Перед сном мы так и не смогли понять, как открыть коробку Вольпия. Идеально-гладкая поверхность без единой щербинки или замочка. Даже трудно было сказать, где верх, а где низ. Казалось, что это точный куб, будто брус из дерева. Внутри что-то тарахтело и шуршало, если покачать, но добраться до тайны мы не смогли. Михаэль оставил ее на подоконнике и потянул меня спать, когда загадка старика сожгла наши несколько часов.
Михаэль мерно сопит над ухом. Уснул, бедняжка. Столько перенес за эти пару суток, чуть жизни не лишился! Но ко мне сон не идет, как я ни стараюсь.
Когда дыхание Михаэля становится глубоким и размеренным, я неохотно выбираюсь из-под его руки и поднимаюсь. Смотрю в окно на снег, пока в глазах не начинает рябить.
Присаживаюсь на край подоконника и беру в руки коробочку, вожу указательным пальцем по ее граням. Что хотел сказать Вольпий?
Луну прячут облака, и комната ненадолго погружается в рубленную темноту. Небо шевелится, тучи сдвигаются и кучкуются в другом месте, а мягкий белесый луч, карабкаясь по снегу, заползает в окно и гладит мореное дерево у меня в руках.
И синие цифры и буквы с завитушками проявляются под пальцами. Я вздрагиваю и роняю коробку от испуга. Она с грохотом улетает под кровать.
— Элен? — шепчет Михаэль, приподняв голову.
— Коробка, — бормочу я напуганно и вытягиваю палец, показывая под кровать. — Буквы!
Михаэль почти сваливается с кровати, достает куб и вертит его в руках.
— Здесь ничего нет, — он улыбается и подзывает меня. — Ты почему не спишь?

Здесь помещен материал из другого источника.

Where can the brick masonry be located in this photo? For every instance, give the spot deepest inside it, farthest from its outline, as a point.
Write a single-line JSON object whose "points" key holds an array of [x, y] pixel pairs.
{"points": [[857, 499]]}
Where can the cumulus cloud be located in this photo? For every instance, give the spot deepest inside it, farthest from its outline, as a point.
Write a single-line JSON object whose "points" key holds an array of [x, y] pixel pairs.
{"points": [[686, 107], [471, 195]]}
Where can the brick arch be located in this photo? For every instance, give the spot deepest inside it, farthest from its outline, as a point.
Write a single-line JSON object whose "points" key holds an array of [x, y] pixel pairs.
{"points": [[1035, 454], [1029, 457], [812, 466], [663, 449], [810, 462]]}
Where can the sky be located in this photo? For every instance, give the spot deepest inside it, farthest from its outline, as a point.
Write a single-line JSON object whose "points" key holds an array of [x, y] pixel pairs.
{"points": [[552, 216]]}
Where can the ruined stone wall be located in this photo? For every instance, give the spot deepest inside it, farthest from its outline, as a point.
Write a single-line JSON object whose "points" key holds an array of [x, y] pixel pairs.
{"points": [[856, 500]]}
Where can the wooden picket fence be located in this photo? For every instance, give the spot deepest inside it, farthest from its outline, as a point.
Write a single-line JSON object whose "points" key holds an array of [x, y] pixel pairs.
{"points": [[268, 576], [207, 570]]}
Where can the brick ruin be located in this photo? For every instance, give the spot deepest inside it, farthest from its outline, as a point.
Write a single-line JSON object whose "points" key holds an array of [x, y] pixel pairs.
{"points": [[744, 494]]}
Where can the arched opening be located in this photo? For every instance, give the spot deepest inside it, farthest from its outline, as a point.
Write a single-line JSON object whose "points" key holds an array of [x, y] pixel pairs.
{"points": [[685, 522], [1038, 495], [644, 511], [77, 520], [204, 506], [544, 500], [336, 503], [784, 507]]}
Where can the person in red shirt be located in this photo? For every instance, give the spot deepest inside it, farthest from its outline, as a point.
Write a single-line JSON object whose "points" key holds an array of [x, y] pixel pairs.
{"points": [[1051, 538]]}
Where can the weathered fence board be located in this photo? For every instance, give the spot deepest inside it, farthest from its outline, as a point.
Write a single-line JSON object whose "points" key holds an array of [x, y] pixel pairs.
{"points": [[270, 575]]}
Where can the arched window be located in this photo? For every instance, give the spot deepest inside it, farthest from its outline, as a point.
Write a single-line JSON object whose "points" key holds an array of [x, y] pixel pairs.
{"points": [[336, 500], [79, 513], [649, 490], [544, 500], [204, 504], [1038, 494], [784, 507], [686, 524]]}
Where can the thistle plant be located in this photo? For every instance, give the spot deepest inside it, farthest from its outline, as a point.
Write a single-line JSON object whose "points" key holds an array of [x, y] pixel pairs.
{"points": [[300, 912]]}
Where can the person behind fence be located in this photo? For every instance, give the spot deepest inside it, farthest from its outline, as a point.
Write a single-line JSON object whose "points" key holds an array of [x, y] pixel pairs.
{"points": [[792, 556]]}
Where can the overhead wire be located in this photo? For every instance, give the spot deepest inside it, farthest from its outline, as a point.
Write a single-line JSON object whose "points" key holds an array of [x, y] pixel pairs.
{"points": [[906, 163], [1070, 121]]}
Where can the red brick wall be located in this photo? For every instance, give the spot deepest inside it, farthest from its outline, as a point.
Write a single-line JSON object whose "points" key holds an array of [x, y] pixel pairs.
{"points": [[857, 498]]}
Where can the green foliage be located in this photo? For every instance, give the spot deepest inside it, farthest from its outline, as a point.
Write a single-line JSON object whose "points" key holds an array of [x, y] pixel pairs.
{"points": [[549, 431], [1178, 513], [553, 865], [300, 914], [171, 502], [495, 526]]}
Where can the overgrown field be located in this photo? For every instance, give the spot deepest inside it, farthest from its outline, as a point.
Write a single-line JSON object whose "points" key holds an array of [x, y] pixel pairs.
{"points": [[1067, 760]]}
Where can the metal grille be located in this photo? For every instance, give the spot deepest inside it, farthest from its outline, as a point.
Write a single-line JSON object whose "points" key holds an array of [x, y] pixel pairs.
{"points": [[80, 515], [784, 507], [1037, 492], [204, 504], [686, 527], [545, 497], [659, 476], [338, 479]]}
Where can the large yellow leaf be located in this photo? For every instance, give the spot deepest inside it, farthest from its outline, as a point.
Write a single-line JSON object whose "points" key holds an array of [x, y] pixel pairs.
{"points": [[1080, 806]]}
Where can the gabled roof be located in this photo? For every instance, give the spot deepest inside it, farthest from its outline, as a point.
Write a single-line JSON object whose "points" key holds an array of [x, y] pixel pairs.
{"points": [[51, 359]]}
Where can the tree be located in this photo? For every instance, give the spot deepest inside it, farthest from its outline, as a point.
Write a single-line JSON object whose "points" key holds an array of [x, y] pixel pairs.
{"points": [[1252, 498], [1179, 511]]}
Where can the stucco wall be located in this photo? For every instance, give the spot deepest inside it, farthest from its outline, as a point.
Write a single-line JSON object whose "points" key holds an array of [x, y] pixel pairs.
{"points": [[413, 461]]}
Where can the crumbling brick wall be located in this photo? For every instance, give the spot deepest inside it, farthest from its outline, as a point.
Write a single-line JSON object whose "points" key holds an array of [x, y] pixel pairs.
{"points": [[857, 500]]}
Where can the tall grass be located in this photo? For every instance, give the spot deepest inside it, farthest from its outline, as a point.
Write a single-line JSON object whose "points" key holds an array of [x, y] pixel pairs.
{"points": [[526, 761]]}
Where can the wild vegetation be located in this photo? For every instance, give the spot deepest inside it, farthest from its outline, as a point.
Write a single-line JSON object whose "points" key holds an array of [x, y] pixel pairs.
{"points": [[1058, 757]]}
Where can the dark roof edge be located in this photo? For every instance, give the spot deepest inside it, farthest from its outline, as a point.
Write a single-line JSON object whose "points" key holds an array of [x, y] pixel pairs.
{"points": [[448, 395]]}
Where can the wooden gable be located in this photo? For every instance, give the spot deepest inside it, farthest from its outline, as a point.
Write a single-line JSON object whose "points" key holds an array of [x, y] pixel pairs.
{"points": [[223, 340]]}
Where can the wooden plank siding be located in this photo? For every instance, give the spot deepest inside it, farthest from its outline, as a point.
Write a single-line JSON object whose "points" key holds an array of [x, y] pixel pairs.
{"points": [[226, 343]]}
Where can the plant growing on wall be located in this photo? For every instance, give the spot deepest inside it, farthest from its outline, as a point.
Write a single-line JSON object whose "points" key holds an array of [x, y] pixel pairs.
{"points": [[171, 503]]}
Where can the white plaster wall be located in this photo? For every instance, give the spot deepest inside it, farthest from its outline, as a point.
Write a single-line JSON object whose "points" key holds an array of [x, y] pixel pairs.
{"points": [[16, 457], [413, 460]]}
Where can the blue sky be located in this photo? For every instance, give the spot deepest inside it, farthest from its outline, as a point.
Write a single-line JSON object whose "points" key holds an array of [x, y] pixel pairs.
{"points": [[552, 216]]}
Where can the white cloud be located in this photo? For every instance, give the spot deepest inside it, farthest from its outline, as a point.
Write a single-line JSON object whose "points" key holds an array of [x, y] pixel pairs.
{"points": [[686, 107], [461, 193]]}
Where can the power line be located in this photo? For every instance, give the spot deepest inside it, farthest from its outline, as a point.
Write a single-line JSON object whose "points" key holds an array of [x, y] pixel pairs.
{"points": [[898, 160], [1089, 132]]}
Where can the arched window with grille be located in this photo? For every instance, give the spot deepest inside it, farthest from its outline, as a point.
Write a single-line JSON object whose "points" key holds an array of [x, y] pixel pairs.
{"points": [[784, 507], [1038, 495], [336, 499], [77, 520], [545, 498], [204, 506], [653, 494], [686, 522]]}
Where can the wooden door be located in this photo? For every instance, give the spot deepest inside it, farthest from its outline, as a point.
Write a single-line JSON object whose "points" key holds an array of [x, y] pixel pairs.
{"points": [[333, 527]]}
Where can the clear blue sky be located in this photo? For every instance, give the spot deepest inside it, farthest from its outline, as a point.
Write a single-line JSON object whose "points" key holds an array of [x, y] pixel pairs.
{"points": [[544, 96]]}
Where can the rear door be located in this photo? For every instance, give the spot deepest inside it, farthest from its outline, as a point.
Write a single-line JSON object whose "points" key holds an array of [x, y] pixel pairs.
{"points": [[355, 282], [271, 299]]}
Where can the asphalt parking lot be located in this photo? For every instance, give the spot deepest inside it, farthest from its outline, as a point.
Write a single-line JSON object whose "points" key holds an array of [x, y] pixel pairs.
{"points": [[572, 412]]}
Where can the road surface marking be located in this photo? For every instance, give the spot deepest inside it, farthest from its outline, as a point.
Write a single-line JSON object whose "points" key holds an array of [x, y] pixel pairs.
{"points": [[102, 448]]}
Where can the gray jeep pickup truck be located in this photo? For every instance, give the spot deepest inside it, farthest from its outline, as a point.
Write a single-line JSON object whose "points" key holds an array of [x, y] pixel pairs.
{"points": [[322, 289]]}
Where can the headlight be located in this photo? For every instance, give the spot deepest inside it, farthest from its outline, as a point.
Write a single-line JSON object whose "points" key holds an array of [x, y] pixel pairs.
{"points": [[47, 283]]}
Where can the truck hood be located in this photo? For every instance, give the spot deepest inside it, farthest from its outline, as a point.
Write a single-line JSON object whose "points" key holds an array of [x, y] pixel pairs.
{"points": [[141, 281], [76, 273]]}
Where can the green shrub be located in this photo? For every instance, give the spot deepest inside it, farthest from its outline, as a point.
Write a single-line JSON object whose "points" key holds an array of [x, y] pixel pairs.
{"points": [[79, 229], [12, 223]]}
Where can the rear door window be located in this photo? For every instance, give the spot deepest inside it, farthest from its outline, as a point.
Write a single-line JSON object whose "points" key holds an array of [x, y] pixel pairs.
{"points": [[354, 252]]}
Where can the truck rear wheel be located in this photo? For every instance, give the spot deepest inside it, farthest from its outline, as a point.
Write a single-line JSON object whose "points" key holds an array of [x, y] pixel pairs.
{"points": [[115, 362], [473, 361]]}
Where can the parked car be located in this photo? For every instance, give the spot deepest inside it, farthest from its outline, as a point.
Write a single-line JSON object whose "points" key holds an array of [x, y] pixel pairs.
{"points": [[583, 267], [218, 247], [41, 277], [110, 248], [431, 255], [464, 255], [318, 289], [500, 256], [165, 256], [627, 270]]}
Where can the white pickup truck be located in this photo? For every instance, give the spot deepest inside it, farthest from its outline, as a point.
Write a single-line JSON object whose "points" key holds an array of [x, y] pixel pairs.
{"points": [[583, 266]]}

Лунатик.
— Там были буквы! — выдыхаю я и отбираю у него коробочку. — Я клянусь! Видела их так же четко, как свои руки сейчас!
Михаэль хмурится и надолго задумывается.
— Вольпий — любитель загадок, — он берет куб назад и вертит его перед глазами. — Расскажи, что ты делала? Как буквы появились?
— Луна вышла из-за туч, — прошептала я сбивчиво, — и они просто возникли ниоткуда!
— Луна, говоришь? — Михаэль спрыгивает с кровати и подходит к окну. Его крупная фигура выделяется мягко-голубым очертанием. — Смотри, Элен! «Не говори, не кричи, не молчи. Выполни верно: найдешь все ключи».
— Не говори, не кричи, не молчи? — я встаю рядом с Михаэлем и рассматриваю каллиграфические буквы, проступившие на коробочке. — Нужно что-то прошептать, да?
— Здесь цифры есть. От одного до четырех, и какой-то символ в конце. Мудреная шарада. Что старик Вольпий тебе говорил, когда вино продавал? Вспомни? Было что-то важное? Может, в его словах ответ найдется.
— Не делай их все мрачными, — вспоминаю я судорожно. — Что-то такое.
— Мысли?
— Сказки, — я поднимаю бровь. — Он, вроде бы, их в виду имел.
— Точки — четыре сказки? Прошептать кубику сказку на ночь? — Михаэль усмехается. — А что это? — показывает на завитушку и водит по ней пальцем. — Я где-то видел этот символ. Очень знакомый. Похож на эмблему Конторы. Только здесь, — замирает и поворачивается. Свет луны соскальзывает с коробочки, и надпись гаснет. Михаэль долго ловит луч у окна и наклоняется над загадкой, — здесь лишние круги и, видишь, два сегмента цепи — такого нет у Конторы. Все проще.